In my desperation to find answers, I saw every “ologist” in the book — an endocrinologist, hematologist, rheumatologist, gynecologist, cardiologist. During that process, doctor after doctor dismissed my symptoms, told me my labs looked normal, and said there was nothing they could do for me.
My testimony was constantly questioned and I was continually dismissed as one of the “worried well,” yet I trusted my body and knew, at my core, that something was unequivocally wrong. I had never experienced anything in my life like the bone-deep fatigue I felt and even if I couldn’t put words to it, the rashes, bloating, and tremors were physical manifestations that my body was battling something real. I held on closely to every ounce of hope I had to find answers.
I vividly remember the day I was finally pointed in the right direction. I was standing in the subway waiting for the next train when I received an email from Quest with my latest lab results. Terrified, I opened my results and saw that I had a positive ANA, an anti-nuclear antibody, one of the hallmark signs of autoimmune disease. I felt simultaneously relieved to have another clue, validated that there was really something wrong with me, and scared about what it meant for my future.
I wept in the subway car and vowed that once I got better, this was the area I wanted to dedicate my life to. My circuitous experience put my life into perspective and provided tremendous clarity — I realized my own health journey would have been worth it if somebody else wouldn’t have to experience the long-winding path I did. From there, I began to educate myself on what I was putting in and on my body, embracing using food as medicine and transforming my entire lifestyle. Over time, I was able to reverse many of the symptoms I was experiencing and reclaim my health.
I began to share my health story publicly on TikTok in the hopes I could help someone else navigating their own health journey. One day, I went viral with a video talking about symptoms I was told were normal that were actually an autoimmune disease. To my shock, 1.6M people watched it, and as I sifted through thousands of comments, I realized how underserved our community was and how desperately we needed better support and tools.
Making the Invisible Visible
There are an estimated 50M Americans suffering from autoimmune conditions, and the rates are quickly rising. Over the past 30 years, the number of people in the US managing autoimmune disease has more than doubled, from 20M to 50M. A growing body of research has identified the role environmental and lifestyle factors such as the Western diet, toxins, stress, and viruses play in triggering autoimmunity.
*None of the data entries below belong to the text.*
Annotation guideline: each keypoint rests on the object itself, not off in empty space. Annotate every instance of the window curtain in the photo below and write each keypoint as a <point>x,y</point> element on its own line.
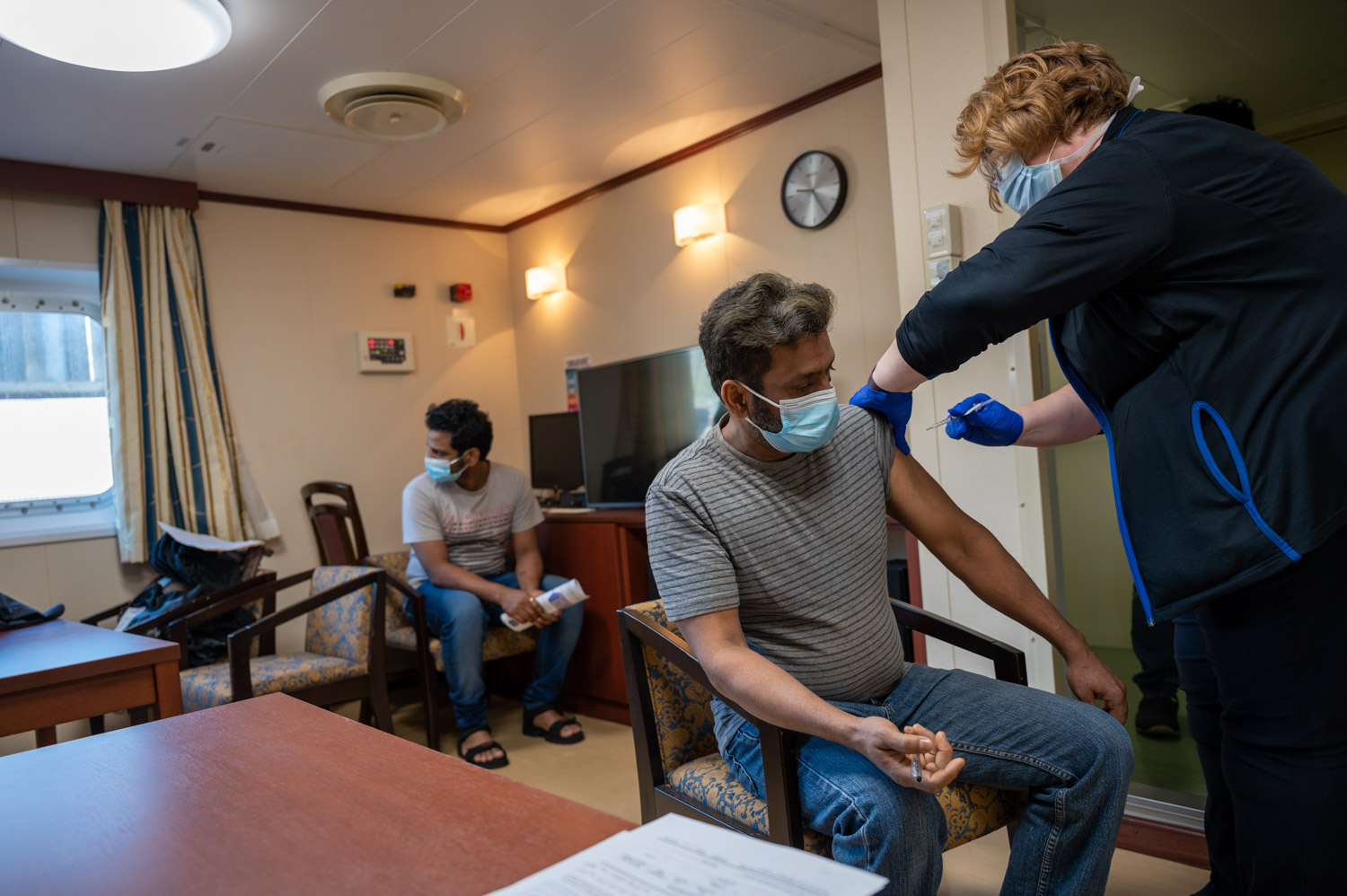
<point>172,442</point>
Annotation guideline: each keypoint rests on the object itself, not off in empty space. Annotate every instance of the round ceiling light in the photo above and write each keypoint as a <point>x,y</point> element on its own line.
<point>131,35</point>
<point>392,105</point>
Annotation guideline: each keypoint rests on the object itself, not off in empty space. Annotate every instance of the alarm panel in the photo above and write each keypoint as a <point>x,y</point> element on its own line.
<point>384,352</point>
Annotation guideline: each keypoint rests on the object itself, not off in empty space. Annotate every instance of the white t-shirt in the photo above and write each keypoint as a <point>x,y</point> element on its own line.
<point>474,526</point>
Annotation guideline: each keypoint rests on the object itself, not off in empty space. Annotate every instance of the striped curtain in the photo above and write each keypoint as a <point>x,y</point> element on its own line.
<point>174,452</point>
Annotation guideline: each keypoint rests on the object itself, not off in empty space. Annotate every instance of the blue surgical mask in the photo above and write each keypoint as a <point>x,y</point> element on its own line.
<point>1023,185</point>
<point>807,423</point>
<point>444,470</point>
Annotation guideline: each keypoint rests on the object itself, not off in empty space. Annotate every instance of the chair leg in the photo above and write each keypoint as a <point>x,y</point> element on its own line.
<point>379,704</point>
<point>431,702</point>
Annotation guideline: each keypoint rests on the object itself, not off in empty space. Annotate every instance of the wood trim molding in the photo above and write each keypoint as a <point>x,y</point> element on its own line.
<point>799,104</point>
<point>1175,842</point>
<point>132,188</point>
<point>342,210</point>
<point>61,180</point>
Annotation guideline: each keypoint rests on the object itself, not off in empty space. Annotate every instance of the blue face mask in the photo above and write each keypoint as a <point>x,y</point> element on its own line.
<point>807,423</point>
<point>442,470</point>
<point>1023,185</point>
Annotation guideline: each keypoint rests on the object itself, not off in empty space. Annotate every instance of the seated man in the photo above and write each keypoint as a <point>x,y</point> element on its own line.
<point>458,516</point>
<point>767,540</point>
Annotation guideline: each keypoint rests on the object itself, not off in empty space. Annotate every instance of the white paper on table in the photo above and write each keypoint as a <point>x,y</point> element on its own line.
<point>675,856</point>
<point>204,542</point>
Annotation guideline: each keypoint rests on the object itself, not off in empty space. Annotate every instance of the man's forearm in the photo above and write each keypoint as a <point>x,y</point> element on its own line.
<point>999,583</point>
<point>528,570</point>
<point>768,691</point>
<point>894,373</point>
<point>460,580</point>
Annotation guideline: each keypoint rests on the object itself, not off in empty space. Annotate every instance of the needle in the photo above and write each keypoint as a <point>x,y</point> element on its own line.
<point>975,407</point>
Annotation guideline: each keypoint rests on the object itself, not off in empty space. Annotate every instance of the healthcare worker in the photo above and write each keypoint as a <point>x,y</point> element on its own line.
<point>1193,275</point>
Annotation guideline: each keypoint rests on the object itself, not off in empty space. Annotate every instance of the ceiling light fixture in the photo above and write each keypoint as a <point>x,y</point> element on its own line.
<point>392,105</point>
<point>145,35</point>
<point>695,223</point>
<point>539,282</point>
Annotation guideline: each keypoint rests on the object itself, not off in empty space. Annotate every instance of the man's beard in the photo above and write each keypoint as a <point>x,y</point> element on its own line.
<point>765,417</point>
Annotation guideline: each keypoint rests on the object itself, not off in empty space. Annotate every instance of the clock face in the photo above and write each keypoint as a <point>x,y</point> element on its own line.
<point>814,190</point>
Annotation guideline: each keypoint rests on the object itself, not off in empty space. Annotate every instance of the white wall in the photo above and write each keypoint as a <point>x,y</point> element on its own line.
<point>935,54</point>
<point>633,293</point>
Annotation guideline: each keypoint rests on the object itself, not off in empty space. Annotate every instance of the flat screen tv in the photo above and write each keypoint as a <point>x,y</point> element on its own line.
<point>554,448</point>
<point>636,415</point>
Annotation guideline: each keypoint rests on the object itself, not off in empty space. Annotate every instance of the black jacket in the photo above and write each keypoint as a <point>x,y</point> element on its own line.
<point>1195,277</point>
This silent epidemic of invisible illnesses is often overshadowed by diseases that are better understood by Western medicine or are more “visible.” As a result, autoimmune patients are often marginalized, stigmatized, or unrecognized by the US healthcare system. Unfortunately, women largely bear the brunt of these systemic shortcomings — approximately 75-80% of patients suffering from autoimmune disease are women, with certain conditions being 16 times more common in women. Not to mention, certain ones affect people of color more dramatically as well — Black women and Hispanic women are diagnosed with lupus at close to 3x the rate of non-Hispanic white women and have a mortality rate that is between 2-3x higher than that of white women.
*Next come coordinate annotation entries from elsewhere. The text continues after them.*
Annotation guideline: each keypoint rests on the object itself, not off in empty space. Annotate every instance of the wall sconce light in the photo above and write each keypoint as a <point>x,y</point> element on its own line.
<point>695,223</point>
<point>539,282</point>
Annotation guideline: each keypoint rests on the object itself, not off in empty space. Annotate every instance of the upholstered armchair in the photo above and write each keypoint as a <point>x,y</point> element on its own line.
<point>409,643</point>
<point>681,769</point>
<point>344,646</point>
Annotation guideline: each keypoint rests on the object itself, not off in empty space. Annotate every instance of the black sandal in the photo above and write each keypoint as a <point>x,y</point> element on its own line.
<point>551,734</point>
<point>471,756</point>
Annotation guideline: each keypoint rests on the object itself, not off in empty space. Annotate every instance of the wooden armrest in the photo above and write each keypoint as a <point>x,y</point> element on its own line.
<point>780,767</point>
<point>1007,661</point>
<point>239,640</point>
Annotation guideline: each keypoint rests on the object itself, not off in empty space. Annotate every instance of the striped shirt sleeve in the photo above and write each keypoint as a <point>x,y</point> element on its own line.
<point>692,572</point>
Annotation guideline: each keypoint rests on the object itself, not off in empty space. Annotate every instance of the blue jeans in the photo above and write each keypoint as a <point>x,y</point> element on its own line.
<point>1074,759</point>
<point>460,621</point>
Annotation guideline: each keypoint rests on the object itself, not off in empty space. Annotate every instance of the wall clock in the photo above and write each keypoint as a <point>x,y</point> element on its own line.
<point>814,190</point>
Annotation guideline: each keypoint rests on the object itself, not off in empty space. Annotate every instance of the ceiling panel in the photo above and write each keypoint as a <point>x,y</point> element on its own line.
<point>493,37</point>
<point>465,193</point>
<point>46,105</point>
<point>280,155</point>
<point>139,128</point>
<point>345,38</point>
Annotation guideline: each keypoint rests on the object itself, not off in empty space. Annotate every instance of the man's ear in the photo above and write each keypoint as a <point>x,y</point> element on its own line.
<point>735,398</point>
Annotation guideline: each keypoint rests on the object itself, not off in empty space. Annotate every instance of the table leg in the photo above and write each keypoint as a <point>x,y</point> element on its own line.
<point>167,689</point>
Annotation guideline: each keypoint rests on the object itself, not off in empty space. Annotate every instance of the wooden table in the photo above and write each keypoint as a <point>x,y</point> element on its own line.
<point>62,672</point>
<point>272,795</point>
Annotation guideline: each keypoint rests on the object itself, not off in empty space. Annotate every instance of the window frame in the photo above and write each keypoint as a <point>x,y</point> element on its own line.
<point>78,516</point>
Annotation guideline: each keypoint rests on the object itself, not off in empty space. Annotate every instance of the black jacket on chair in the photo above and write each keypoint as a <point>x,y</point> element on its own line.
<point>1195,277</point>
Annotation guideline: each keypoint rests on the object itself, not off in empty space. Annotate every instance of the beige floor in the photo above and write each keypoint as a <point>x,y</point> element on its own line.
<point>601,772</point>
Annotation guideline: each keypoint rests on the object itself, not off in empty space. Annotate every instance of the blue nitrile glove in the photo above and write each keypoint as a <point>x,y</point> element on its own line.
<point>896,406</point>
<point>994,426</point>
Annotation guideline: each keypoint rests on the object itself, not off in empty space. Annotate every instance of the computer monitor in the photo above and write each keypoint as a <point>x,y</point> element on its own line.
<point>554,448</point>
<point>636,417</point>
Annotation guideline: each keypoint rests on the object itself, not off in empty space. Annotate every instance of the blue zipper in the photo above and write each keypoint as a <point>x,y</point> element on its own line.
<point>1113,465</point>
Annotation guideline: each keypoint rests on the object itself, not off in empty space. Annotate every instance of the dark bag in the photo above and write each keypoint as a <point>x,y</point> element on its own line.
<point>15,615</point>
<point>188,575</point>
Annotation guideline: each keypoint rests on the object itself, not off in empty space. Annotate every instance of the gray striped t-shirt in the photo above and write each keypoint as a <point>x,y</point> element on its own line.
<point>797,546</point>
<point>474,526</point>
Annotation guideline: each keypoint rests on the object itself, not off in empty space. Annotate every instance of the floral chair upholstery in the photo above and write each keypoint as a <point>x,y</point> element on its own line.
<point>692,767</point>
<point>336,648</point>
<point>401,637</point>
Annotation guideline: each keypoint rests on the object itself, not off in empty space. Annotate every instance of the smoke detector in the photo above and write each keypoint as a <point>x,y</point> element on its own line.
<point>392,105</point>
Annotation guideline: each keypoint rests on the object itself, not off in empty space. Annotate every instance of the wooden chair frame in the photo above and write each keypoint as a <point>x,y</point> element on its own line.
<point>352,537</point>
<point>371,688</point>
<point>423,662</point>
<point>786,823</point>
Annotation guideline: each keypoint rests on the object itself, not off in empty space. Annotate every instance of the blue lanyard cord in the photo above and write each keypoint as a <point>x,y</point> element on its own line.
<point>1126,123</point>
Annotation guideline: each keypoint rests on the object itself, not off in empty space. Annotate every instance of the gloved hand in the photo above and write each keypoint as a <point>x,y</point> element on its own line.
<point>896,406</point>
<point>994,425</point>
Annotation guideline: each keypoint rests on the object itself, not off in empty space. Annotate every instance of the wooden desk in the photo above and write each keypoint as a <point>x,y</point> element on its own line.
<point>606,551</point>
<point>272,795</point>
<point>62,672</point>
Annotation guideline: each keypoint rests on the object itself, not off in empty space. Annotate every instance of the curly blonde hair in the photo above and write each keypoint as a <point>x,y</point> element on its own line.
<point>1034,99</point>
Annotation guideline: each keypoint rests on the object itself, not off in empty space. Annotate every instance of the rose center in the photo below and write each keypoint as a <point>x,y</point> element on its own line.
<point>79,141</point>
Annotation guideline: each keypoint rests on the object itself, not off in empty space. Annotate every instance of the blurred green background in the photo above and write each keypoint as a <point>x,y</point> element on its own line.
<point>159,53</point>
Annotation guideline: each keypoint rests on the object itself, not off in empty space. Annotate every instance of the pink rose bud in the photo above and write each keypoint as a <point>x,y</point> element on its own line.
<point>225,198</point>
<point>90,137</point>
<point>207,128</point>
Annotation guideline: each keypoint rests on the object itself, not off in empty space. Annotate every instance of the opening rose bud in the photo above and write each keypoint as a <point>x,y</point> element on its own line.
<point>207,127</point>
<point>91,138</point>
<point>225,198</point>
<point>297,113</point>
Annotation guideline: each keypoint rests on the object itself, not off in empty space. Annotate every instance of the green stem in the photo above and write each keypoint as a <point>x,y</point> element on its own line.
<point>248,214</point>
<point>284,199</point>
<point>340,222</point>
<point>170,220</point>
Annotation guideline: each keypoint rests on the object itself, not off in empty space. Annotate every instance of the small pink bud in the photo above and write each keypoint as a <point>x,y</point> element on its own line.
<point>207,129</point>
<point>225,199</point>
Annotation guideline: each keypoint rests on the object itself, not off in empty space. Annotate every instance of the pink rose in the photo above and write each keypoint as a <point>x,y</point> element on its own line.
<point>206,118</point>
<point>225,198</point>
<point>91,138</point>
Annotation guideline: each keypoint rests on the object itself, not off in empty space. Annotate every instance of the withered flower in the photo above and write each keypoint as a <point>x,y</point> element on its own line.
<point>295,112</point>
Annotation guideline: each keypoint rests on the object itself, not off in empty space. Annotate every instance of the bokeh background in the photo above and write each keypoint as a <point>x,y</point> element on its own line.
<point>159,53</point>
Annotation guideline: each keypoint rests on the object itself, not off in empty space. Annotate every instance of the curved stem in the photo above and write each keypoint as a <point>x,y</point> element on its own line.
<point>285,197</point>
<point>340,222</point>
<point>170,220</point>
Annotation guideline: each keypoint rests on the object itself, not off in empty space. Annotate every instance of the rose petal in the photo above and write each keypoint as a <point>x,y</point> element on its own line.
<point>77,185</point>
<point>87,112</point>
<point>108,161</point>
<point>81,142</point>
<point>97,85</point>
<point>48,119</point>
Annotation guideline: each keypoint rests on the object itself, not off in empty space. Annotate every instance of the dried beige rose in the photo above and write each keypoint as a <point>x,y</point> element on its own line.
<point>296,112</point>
Sadly, it comes as no surprise that this is a women’s health crisis. Despite controlling more than 80% of healthcare spending decisions in the US, women continue to be overlooked when it comes to the medical system. Women’s symptoms are more likely to be minimized or brushed off as psychosomatic from the outset. Studies cited in the Journal of Law, Medicine & Ethics revealed that women are prescribed less pain medication than men after undergoing the same procedure, are less likely to be admitted to hospitals with symptoms of chest pain, and are more likely than men to be prescribed antidepressants rather than painkillers.
In addition, for many decades, women were either completely excluded from or vastly underrepresented in medical research due to our “complex” hormones. While there have been strides in recent decades with new scientific literature demonstrating how sex and gender impact various diseases, our healthcare delivery model still lags behind.